Grab all your ingredients, put them together and tomorrow morning you can enjoy a yummy coconut milk yogurt that everyone will love.
- 1 quart coconut milk
- 2 tsp gelatin
- 1 tbsp yogurt starter
- Sterilize your yogurt holding receptacle.
- In a small bowl, add the gelatin and ¼ cup of the coconut milk. Stir and set aside.
- Place your coconut milk in saucepan and begin heating. After one minute has passed add your coconut milk'gelatin mixture. Heat until the temperature reaches 180° Fahrenheit.
- Remove from heat and let cool to between 110° and 120° Fahrenheit.
- Place coconut milk mixture into your yogurt receptacle and stir in the yogurt starter.
- Cap and place in cooler.
- Add hot (100°-120° Fahrenheit) water to the cooler, up the the lid on your jar.
- Close cooler and let sit for 8-24 hours.
- Remove from cooler, chill and enjoy!
Coconut Milk Yogurt Tips
If you don’t want to add gelatin you can add agar agar powder instead. Use the same amount as you would the gelatin.
You can make the yogurt without using any thickeners but it will be very thin and runny, which works perfectly for a coconut yogurt drink or smoothie.
Using more gelatin/agar agar will make the final yogurt stiffer, like a gelatin (Jello) desert mix. Add between 2-4 teaspoons depending on how you would like the final consistency.
In order for the gelatin or agar agar to thicken the yogurt, it will need time to fully cool. Once cooled, your coconut milk yogurt will likely have some separation. Just shake or mix before serving.

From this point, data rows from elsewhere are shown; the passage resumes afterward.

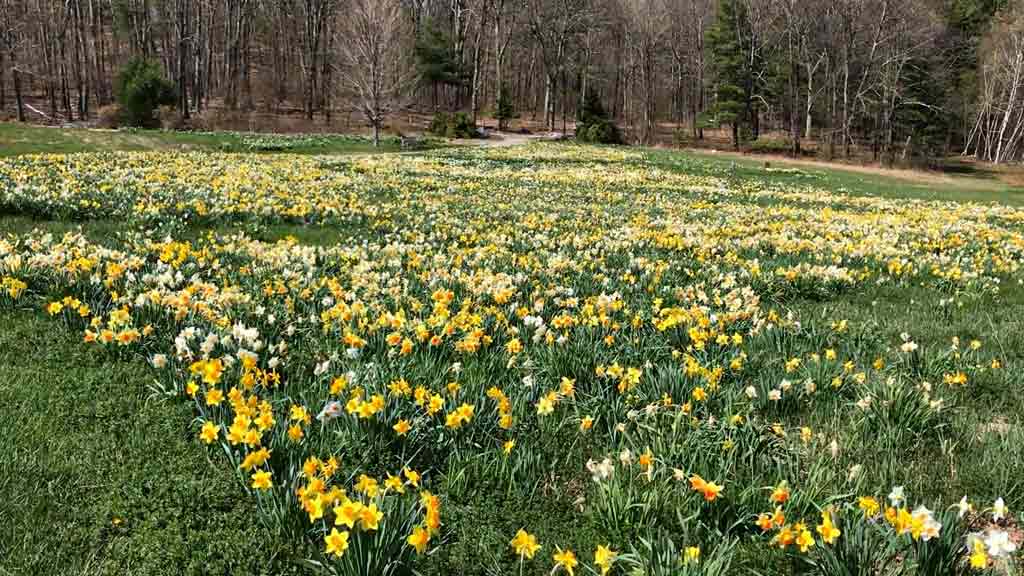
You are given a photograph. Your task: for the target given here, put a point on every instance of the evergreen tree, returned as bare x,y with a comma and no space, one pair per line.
729,45
594,124
437,62
505,110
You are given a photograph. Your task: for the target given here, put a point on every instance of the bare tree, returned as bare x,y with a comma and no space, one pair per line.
375,75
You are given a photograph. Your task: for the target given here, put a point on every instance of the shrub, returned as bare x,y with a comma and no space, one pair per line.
505,110
458,125
109,116
170,119
593,123
141,89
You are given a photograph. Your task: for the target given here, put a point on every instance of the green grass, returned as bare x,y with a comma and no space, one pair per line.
98,478
975,187
95,445
25,138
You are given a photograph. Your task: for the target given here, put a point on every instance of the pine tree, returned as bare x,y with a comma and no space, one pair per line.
729,45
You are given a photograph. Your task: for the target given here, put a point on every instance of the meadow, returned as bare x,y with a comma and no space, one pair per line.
528,360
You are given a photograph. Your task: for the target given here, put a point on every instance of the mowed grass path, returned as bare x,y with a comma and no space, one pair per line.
23,138
97,477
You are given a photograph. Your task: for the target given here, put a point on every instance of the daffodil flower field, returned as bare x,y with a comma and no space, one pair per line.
557,359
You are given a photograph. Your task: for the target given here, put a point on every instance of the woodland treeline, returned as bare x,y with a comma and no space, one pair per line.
897,79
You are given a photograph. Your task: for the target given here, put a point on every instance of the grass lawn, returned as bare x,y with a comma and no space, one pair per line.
767,329
973,186
26,138
98,477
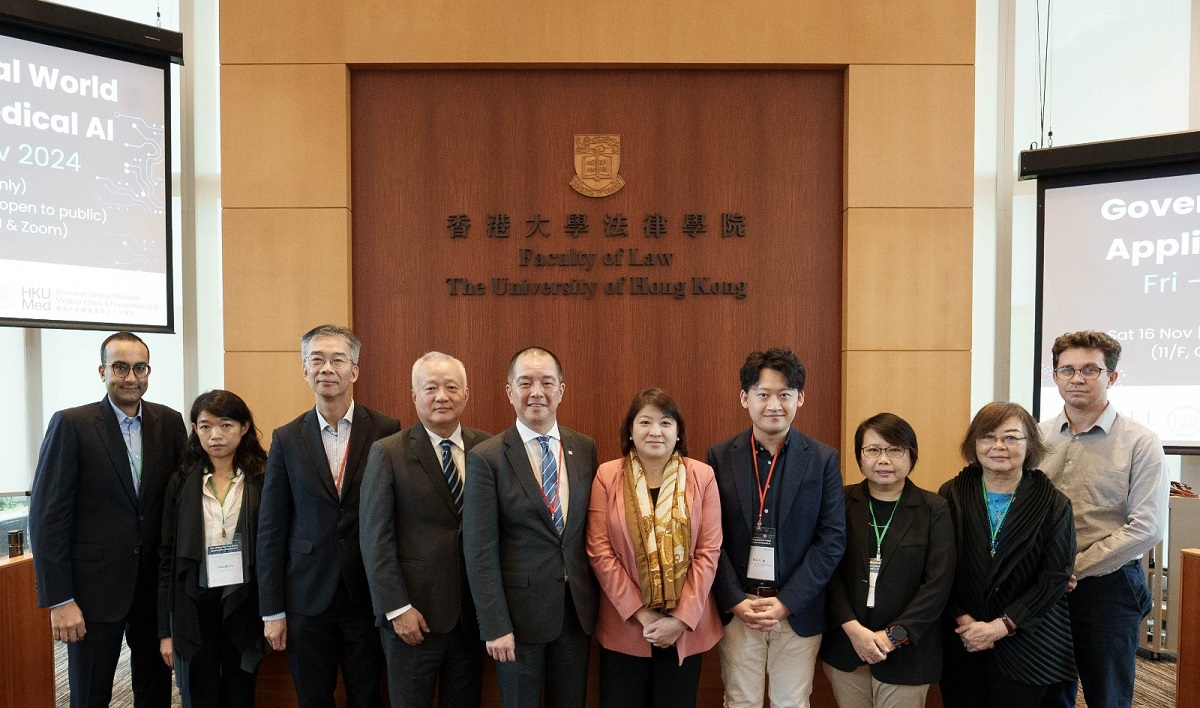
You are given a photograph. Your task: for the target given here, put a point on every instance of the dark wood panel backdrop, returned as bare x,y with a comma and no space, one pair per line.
768,144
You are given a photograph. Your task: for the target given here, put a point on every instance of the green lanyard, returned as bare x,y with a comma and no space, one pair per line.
995,527
875,525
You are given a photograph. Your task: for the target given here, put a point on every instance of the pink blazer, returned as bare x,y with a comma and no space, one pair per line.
611,552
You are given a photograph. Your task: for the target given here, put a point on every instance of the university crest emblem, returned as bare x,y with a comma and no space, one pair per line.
597,161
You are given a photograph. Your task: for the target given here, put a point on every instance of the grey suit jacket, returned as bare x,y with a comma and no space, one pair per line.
94,537
411,531
517,564
307,533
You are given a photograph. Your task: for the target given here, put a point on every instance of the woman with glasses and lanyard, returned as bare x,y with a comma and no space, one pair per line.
208,599
883,646
1008,630
654,538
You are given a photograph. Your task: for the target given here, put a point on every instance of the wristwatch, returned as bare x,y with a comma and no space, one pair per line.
898,635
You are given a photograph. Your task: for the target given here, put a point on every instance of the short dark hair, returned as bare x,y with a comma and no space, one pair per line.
664,402
121,336
780,359
513,363
1089,340
894,431
994,415
331,330
250,457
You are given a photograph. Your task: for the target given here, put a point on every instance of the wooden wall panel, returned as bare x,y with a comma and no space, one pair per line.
271,384
317,31
910,136
268,250
917,31
439,142
909,279
928,389
292,143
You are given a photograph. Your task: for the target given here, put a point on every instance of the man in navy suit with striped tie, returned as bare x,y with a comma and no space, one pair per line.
411,531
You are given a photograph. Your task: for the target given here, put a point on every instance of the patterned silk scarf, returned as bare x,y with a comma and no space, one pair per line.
661,534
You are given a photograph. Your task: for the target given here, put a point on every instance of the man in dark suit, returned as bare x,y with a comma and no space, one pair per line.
95,522
783,515
523,533
312,587
412,545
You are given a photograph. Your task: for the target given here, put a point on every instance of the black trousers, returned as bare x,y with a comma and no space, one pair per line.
658,681
342,636
448,664
91,661
214,678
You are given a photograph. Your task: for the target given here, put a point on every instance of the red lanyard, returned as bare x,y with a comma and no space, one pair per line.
757,475
558,487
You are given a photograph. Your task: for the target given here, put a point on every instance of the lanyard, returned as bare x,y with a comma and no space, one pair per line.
558,486
220,499
994,527
757,475
875,525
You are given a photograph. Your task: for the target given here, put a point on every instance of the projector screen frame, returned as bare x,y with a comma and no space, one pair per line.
117,40
1114,161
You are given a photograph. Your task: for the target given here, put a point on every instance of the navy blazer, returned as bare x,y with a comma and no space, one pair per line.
810,529
516,561
94,537
307,534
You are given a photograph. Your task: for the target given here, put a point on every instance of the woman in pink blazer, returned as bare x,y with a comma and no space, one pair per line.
654,537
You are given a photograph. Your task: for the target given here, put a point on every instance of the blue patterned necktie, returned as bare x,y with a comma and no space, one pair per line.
451,473
550,481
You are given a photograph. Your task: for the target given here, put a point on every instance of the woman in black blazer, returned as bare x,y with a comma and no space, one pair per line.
883,648
1008,631
208,599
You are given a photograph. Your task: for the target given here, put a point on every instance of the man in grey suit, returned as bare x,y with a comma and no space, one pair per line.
95,523
523,532
312,588
411,531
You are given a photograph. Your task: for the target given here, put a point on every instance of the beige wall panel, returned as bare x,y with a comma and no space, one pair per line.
798,31
931,390
915,31
286,270
271,384
910,136
907,279
285,136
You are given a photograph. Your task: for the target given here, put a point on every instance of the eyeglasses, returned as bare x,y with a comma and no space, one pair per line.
336,361
1065,373
893,451
121,370
1009,441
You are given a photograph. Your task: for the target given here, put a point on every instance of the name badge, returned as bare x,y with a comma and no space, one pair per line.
874,575
762,555
223,563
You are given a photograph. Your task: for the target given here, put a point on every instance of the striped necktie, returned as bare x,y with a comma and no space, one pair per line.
451,473
550,481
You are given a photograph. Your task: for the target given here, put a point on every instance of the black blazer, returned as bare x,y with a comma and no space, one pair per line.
1026,580
811,526
913,585
181,557
515,558
94,537
307,534
411,532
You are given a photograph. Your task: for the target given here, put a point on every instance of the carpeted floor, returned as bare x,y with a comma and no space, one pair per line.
1155,687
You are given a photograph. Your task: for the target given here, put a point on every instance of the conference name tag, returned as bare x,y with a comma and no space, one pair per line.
223,563
762,555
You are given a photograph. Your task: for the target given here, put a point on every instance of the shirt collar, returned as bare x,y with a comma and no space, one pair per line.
348,418
527,433
455,437
121,415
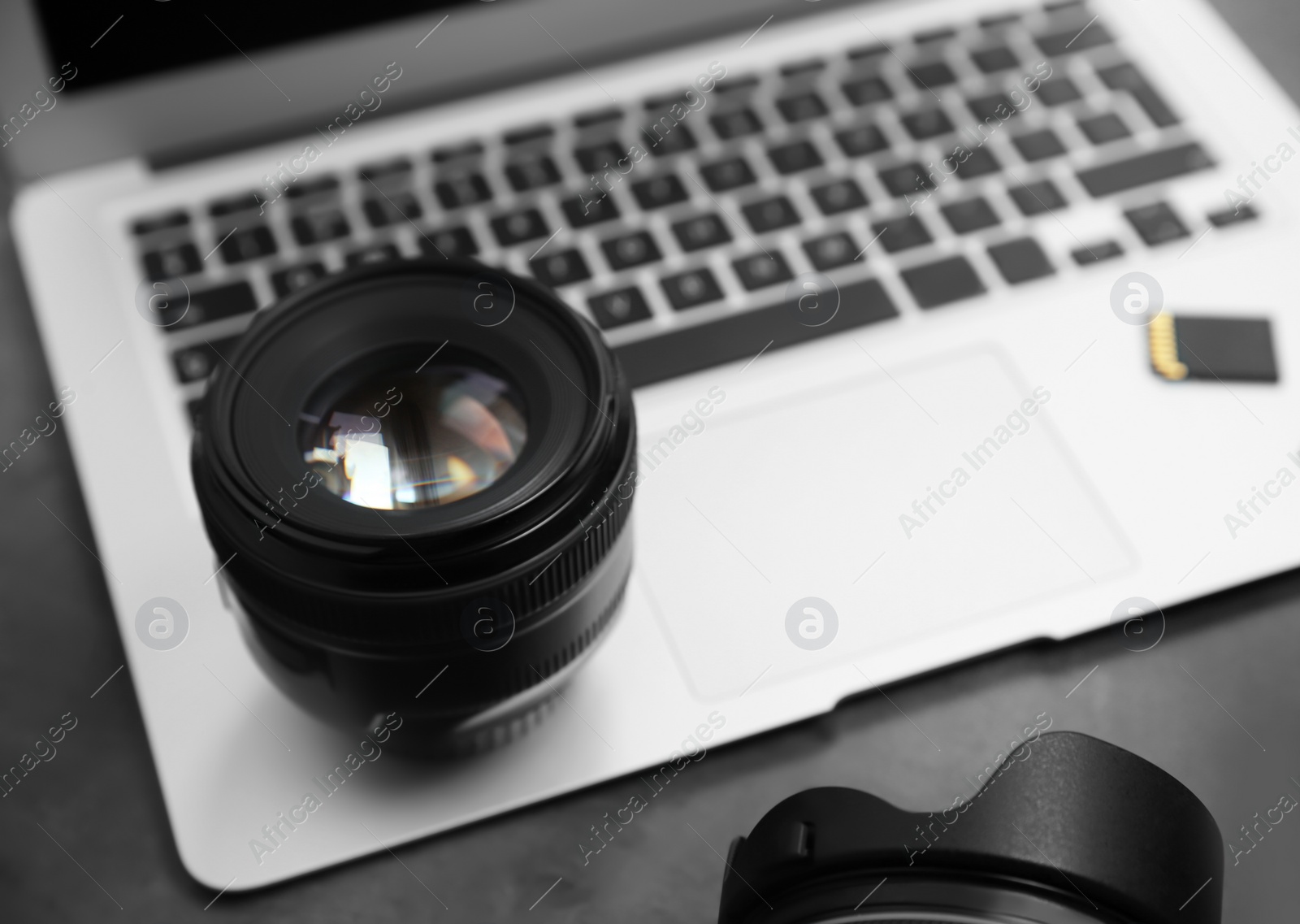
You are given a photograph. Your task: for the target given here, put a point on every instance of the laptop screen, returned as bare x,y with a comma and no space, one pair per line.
136,38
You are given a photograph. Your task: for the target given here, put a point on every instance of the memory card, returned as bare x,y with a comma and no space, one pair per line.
1220,349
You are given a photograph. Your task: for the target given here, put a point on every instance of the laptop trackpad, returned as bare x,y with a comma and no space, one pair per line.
909,505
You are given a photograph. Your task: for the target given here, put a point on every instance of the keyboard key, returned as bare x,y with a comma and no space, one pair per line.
532,173
1039,145
292,279
727,175
992,60
630,249
463,190
1038,197
938,284
315,227
519,227
692,288
770,215
1156,223
861,141
561,269
838,197
1128,77
901,233
927,124
741,336
618,308
831,251
1096,253
795,158
868,90
760,271
705,230
661,191
907,180
1102,129
247,243
172,262
970,216
736,124
1148,168
803,106
1020,260
583,212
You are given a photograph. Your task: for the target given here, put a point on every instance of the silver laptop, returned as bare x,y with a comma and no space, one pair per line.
1044,384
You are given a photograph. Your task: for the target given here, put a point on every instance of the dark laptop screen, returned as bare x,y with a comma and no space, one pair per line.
136,38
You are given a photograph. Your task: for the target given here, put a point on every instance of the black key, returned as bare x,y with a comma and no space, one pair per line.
801,106
744,334
795,158
727,175
992,60
247,243
938,284
927,124
1059,91
296,277
316,227
838,197
771,214
1102,129
1020,260
978,164
159,223
453,242
660,191
561,269
1038,197
1148,168
1039,145
831,251
374,254
970,216
905,180
692,288
1072,39
901,233
172,262
618,308
532,173
198,362
1128,77
760,271
463,190
390,210
705,230
736,124
1156,223
862,141
868,90
935,74
208,305
519,227
630,249
1098,253
583,212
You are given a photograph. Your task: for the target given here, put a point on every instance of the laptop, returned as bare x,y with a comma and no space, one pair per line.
1040,382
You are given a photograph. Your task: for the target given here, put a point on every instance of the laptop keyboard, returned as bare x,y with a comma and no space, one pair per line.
817,165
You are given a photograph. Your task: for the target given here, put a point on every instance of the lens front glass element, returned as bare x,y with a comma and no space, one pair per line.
403,440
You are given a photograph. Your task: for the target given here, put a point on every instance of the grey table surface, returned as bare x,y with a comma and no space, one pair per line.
1216,703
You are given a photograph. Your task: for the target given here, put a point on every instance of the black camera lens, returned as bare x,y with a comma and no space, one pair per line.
420,471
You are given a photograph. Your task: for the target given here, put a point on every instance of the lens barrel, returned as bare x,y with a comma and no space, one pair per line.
419,476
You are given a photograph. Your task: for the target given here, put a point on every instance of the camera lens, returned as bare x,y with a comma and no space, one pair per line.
415,472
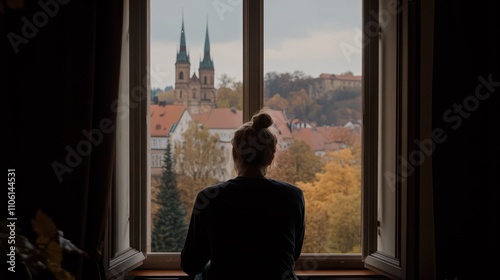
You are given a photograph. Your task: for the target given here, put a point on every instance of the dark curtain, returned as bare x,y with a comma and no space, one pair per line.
60,62
466,89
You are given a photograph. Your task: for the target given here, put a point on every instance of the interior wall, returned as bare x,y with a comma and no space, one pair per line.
465,109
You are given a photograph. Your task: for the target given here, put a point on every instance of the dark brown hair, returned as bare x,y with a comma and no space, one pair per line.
254,142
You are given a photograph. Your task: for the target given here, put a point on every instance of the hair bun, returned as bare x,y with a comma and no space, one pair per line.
262,120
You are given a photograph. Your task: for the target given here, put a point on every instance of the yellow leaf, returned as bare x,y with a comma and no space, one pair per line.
50,249
43,225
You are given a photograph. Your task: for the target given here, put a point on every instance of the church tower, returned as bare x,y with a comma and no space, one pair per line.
182,71
196,93
206,71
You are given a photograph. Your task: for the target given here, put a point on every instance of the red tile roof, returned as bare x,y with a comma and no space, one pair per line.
311,136
163,118
220,118
347,77
280,122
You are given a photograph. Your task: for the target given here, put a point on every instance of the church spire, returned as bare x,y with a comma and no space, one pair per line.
207,62
182,55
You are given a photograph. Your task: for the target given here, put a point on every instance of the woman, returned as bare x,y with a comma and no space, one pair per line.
249,227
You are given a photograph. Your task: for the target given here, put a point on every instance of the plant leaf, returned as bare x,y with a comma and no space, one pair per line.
43,225
50,249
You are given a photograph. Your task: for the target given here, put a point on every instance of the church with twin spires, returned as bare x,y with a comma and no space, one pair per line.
196,93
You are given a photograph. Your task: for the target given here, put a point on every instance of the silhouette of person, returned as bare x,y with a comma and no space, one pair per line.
249,227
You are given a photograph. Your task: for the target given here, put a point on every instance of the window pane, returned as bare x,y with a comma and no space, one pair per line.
196,103
312,66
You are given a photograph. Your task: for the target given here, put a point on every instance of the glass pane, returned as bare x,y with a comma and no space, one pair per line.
387,179
312,66
196,102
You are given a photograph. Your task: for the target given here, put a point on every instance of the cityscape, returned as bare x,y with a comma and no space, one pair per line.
318,124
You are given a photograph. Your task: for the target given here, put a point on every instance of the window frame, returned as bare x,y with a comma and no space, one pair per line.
136,256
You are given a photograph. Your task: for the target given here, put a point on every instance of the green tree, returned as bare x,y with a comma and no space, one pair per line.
297,163
169,224
199,159
230,93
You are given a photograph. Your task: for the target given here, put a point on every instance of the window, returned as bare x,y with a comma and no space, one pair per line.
384,137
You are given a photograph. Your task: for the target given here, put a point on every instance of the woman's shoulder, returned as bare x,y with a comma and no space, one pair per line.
286,185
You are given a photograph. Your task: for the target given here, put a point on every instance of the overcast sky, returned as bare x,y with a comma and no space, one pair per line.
313,36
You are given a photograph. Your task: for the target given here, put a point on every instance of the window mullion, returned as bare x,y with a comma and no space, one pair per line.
253,57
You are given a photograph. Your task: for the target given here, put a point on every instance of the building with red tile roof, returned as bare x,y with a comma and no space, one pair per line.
327,84
169,121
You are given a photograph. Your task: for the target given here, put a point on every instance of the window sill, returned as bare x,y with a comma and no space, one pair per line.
308,274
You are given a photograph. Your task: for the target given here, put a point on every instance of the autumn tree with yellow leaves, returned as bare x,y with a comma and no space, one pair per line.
296,163
333,205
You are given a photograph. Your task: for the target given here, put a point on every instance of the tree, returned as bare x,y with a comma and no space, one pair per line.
229,93
169,224
199,159
277,102
297,163
333,205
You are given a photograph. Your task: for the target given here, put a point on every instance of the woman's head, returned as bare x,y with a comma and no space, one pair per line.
253,143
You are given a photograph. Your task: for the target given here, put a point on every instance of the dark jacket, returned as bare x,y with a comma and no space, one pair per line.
248,228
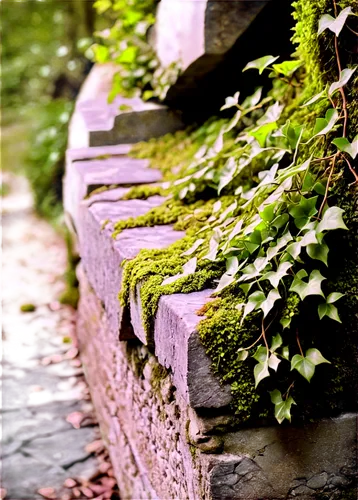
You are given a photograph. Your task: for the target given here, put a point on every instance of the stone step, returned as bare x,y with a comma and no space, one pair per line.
96,122
175,337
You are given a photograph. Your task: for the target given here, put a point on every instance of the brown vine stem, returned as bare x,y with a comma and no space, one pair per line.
351,169
298,342
327,186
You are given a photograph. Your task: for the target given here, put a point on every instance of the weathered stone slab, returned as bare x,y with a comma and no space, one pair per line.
84,176
148,430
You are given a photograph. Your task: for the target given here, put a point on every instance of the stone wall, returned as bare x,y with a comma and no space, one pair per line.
164,415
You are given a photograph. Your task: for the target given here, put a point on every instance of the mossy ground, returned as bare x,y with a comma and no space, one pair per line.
331,391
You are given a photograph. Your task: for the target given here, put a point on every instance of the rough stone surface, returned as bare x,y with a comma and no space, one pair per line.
96,122
158,447
82,177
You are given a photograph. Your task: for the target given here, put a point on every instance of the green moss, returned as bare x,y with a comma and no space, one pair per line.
27,307
143,192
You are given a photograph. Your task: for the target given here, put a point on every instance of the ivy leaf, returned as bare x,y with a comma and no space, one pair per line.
192,249
213,249
231,101
334,24
318,251
274,362
313,287
315,98
344,78
242,355
285,352
304,366
188,268
261,354
272,114
269,302
232,265
268,214
302,212
328,310
253,99
344,145
316,357
283,410
261,372
275,396
275,277
333,297
287,68
276,342
325,125
332,219
261,63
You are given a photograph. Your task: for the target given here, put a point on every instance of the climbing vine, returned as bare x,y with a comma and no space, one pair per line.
272,233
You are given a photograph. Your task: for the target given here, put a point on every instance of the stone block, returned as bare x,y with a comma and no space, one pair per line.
102,256
178,348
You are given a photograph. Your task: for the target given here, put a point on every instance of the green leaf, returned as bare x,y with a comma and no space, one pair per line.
313,287
287,68
268,304
192,249
261,63
325,125
315,98
316,357
344,78
283,410
128,56
275,277
268,214
275,396
329,310
303,211
261,133
231,101
260,372
253,99
334,24
334,296
304,366
232,123
261,354
318,251
274,362
276,342
344,145
285,352
332,219
254,301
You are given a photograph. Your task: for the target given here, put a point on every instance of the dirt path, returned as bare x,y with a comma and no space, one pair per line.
51,445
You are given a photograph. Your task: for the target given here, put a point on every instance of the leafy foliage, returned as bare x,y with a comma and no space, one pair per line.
271,241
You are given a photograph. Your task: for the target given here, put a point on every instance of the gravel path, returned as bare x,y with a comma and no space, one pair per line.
51,444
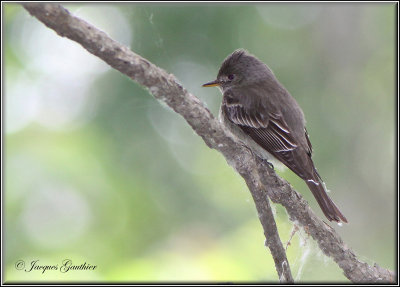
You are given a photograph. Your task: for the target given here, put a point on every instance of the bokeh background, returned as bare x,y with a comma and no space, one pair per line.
97,171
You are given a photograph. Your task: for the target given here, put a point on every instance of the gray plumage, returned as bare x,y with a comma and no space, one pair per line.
261,112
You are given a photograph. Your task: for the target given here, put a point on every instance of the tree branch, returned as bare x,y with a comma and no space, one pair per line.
260,179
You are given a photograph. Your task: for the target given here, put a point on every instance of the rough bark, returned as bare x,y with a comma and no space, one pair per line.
260,178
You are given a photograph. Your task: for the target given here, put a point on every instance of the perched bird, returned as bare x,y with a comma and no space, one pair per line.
260,112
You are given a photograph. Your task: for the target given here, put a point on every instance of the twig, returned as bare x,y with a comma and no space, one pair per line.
260,179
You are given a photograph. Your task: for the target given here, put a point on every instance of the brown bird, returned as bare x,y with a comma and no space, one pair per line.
260,112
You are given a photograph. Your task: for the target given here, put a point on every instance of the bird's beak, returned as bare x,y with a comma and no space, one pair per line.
212,84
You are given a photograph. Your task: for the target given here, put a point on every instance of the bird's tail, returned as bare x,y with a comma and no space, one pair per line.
328,207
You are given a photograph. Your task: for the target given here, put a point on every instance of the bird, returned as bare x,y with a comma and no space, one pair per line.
259,111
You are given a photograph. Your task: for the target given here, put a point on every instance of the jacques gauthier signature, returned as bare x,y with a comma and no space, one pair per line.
66,266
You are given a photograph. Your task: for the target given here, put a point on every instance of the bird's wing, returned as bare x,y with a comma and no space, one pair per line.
271,132
268,129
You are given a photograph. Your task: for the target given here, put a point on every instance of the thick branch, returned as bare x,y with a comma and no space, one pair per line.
258,176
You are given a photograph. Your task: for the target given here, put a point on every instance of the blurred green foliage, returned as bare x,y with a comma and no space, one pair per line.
97,171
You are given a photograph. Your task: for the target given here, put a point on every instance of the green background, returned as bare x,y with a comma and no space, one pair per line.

The fattier your coconut milk, the thicker your final product will be.
Your yogurt starter can be made from cow’s milk yogurt or from a non dairy yogurt such as soy yogurt or coconut milk yogurt. Make sure that the yogurt is fresh and it says on the container that it contains live bacteria. If the bacteria is not alive, it cannot create yogurt for you.
The hot water in a cooler method is just one of many ways you can keep your yogurt at a nice warm temperature for the bacteria to grow.
- If you have a slow cooker with a “warm” setting, you can put the yogurt in the slow cooker and leave it on warm for at least 8 hours.
- You can also put your yogurt in a pot filled with water and keep the water heated to around 100° to 110° Fahrenheit, this method takes a lot more time and effort because you will be constantly checking the water to see if it needs to be warmed. Insulate the sitting pot with a large towel to try to minimize the heat bleed off.
- There are also a ton of different commercial yogurt makers that you can use to keep your yogurt warmed.
You can substitute the coconut milk in this recipe with any other milk (cow’s milk, almond milk, soy milk, etc …) to create any yogurt you like.